Immigrant entrepreneurs are becoming a vibrant part of Ireland’s indigenous tech scene but they are being hampered by funding and language issues.
Turkish entrepreneur Hakan Guzelgoz was working as head of research and portfolio management for an Italian asset management firm in Ireland when he and his current business partner, Stefano Rocco, developed a new software product for the financial sector.
When they approached the company with this software idea, they were told that it wasn’t the company’s core business.
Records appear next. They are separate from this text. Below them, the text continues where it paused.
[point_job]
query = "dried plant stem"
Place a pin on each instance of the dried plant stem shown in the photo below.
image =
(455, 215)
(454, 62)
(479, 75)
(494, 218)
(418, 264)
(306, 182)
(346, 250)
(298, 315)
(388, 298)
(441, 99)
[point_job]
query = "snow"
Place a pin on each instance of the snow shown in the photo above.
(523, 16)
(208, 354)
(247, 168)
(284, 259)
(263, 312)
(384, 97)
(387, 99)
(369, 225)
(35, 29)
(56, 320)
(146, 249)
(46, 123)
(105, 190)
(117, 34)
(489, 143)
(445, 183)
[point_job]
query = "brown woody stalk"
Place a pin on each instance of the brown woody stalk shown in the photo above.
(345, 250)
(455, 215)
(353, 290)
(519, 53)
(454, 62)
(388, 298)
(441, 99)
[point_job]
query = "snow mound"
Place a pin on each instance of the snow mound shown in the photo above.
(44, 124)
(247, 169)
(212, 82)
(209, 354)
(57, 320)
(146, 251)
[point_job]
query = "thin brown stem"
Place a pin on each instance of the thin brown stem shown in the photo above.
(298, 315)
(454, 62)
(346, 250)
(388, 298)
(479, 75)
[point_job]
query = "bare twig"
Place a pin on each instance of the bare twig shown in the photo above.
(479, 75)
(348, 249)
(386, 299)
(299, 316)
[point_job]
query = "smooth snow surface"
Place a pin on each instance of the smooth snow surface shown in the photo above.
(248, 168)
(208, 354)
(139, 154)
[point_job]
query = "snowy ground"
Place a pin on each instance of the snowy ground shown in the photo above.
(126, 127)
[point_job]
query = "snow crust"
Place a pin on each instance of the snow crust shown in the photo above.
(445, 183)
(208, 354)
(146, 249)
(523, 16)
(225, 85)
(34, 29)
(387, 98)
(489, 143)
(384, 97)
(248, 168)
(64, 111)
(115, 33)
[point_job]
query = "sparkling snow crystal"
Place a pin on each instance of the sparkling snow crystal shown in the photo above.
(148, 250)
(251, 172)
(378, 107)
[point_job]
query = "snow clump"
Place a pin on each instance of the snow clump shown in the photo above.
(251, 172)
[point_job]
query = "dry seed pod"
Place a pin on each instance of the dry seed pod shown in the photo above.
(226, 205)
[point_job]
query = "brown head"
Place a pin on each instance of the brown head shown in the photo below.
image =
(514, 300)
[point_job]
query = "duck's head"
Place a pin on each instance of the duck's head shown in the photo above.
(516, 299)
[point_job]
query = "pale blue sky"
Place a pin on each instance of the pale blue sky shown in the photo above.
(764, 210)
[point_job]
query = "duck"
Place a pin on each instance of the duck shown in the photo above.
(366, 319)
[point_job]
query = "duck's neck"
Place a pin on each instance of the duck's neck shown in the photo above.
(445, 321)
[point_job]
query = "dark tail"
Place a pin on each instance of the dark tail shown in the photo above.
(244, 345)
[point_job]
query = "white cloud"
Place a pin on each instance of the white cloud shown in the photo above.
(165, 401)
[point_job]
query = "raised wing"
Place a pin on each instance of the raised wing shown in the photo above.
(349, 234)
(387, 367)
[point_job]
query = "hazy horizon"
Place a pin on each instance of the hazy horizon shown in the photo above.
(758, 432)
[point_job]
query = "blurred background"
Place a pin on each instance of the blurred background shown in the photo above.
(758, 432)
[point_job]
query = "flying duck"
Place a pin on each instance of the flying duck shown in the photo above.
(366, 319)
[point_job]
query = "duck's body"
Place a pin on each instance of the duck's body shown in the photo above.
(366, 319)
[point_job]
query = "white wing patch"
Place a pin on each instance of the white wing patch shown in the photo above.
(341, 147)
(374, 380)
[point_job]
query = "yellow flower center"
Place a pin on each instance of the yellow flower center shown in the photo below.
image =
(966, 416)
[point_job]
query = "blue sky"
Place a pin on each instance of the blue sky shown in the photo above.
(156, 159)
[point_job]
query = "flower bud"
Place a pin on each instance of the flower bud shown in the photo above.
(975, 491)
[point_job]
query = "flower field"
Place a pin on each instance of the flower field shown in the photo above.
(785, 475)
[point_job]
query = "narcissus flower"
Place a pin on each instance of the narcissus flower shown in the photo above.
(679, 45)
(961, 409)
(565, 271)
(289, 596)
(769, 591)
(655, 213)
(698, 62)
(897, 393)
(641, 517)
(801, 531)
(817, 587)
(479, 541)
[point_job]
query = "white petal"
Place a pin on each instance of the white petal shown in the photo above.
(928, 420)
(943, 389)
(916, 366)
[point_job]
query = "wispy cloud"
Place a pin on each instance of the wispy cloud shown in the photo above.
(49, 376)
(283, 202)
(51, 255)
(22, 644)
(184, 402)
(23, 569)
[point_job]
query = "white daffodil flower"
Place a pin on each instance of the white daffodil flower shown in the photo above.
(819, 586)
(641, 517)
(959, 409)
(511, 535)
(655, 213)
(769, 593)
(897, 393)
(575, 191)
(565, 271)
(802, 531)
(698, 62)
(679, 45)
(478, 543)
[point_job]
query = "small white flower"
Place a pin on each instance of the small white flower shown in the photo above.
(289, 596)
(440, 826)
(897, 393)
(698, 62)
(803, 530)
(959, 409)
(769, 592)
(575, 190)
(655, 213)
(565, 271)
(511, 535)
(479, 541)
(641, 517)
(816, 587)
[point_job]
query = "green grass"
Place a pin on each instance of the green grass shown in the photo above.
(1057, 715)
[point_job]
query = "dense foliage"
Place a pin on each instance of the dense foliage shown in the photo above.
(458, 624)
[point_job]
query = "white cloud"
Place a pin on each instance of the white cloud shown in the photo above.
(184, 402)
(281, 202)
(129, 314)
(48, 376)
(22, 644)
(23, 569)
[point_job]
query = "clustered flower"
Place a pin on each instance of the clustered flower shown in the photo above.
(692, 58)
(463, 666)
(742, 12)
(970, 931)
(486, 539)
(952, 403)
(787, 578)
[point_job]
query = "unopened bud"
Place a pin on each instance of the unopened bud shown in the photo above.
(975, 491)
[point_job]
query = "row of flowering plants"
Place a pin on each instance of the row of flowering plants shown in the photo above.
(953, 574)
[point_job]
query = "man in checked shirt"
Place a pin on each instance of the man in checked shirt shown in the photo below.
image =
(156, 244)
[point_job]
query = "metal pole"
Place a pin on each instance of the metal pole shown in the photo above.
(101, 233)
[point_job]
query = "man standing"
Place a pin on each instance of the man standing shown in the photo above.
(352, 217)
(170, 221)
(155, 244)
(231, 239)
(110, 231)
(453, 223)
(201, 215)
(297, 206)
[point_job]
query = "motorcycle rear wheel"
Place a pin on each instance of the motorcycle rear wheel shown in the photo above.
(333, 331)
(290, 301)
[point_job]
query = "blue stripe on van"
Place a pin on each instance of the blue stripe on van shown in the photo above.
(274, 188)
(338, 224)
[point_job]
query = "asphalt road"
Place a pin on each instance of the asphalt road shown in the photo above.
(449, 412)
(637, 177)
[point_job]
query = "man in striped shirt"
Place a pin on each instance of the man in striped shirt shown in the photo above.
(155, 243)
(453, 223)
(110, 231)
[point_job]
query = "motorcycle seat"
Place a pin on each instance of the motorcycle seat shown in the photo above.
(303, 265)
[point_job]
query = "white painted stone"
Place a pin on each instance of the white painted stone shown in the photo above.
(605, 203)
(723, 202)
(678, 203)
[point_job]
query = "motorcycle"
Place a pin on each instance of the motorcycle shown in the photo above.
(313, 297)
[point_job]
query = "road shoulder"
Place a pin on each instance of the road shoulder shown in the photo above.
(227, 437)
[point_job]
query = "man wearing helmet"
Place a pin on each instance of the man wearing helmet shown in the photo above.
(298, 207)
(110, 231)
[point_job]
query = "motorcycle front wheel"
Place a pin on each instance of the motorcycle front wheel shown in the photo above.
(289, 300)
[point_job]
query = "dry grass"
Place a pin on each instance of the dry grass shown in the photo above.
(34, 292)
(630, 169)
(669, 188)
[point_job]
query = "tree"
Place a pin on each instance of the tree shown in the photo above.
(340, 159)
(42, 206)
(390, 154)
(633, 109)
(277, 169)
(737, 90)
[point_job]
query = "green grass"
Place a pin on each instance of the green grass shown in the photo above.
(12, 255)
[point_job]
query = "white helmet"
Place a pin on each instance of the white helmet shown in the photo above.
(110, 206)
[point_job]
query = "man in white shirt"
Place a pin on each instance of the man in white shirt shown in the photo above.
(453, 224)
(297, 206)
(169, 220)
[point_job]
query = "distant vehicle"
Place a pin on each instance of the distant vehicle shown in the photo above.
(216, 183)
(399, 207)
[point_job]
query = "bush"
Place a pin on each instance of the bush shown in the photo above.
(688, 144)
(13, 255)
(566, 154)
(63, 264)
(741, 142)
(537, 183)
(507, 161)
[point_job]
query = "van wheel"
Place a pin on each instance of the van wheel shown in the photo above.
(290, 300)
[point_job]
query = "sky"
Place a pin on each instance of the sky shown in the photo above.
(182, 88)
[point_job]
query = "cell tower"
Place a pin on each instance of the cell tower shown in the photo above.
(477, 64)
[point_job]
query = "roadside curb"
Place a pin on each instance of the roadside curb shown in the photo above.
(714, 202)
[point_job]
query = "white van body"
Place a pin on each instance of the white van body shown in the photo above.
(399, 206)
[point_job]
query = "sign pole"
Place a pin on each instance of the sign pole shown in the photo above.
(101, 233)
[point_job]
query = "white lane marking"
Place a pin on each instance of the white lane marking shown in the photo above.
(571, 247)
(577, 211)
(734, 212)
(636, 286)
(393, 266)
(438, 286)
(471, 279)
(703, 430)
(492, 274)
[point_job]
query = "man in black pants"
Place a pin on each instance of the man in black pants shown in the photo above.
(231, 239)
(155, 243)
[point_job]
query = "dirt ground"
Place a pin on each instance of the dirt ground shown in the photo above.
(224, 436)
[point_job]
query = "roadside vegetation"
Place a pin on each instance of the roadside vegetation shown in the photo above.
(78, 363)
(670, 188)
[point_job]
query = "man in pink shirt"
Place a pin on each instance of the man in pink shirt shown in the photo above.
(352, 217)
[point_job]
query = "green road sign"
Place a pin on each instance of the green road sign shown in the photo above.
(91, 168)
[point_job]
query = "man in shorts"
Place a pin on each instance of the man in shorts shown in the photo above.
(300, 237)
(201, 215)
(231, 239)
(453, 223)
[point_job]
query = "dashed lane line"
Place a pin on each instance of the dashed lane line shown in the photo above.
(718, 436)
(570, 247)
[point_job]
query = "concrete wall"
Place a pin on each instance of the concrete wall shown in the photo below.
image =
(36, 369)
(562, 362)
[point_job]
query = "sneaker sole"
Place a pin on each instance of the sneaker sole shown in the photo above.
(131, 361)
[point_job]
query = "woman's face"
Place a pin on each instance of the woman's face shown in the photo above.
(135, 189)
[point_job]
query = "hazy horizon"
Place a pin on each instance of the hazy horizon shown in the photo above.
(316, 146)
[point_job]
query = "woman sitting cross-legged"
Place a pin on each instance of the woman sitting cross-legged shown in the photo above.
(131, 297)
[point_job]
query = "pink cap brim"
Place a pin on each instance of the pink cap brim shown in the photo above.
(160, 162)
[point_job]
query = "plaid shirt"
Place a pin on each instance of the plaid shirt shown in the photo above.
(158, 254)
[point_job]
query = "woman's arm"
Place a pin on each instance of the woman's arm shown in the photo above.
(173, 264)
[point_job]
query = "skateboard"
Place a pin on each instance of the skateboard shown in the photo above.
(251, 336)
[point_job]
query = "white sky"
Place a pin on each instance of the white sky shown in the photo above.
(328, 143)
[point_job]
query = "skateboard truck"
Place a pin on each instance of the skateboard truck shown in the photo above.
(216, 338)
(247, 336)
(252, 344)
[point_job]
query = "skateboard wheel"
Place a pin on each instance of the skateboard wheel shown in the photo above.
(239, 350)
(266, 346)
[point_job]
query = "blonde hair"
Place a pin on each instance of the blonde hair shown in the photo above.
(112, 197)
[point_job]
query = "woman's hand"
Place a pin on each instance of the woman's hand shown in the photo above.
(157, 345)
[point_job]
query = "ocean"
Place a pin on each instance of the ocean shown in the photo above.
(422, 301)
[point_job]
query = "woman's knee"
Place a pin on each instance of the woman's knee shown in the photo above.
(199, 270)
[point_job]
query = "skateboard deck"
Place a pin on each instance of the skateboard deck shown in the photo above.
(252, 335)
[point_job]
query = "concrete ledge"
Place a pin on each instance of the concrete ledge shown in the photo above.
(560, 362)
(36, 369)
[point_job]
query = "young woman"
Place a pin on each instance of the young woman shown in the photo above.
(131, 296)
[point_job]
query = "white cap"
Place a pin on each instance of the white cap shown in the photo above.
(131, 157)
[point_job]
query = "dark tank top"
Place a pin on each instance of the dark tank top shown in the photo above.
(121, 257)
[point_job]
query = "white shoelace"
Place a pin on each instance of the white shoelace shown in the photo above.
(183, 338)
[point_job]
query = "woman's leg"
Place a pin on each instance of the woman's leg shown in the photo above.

They were not deterred but took the plunge and set up their own business, Koelo Solutions, which is based in the IFSC.
Guzelgoz and Rocco are typical of the emerging trend of immigrant entrepreneurs in Ireland – innovative and fearless.
A recent survey from Bank of Ireland revealed that IT companies are currently the third-most popular type of start-up applying to them for funding, yet according to First Step Microfinance, ethnic entrepreneurs are being overlooked.
The first ever Immigrant Entrepreneur Survey, carried out in Ireland last year, commissioned by First Step, found that the single biggest barrier to non-national start-ups is access to funding.
Rachel Dalton, spokesperson for First Step, said, “We really do fulfil a unique gap in the market. We pick up where the banks leave off. It’s really for those entrepreneurs who can’t get funding through the conventional banking channels, and their loans are around the €25,000 mark.”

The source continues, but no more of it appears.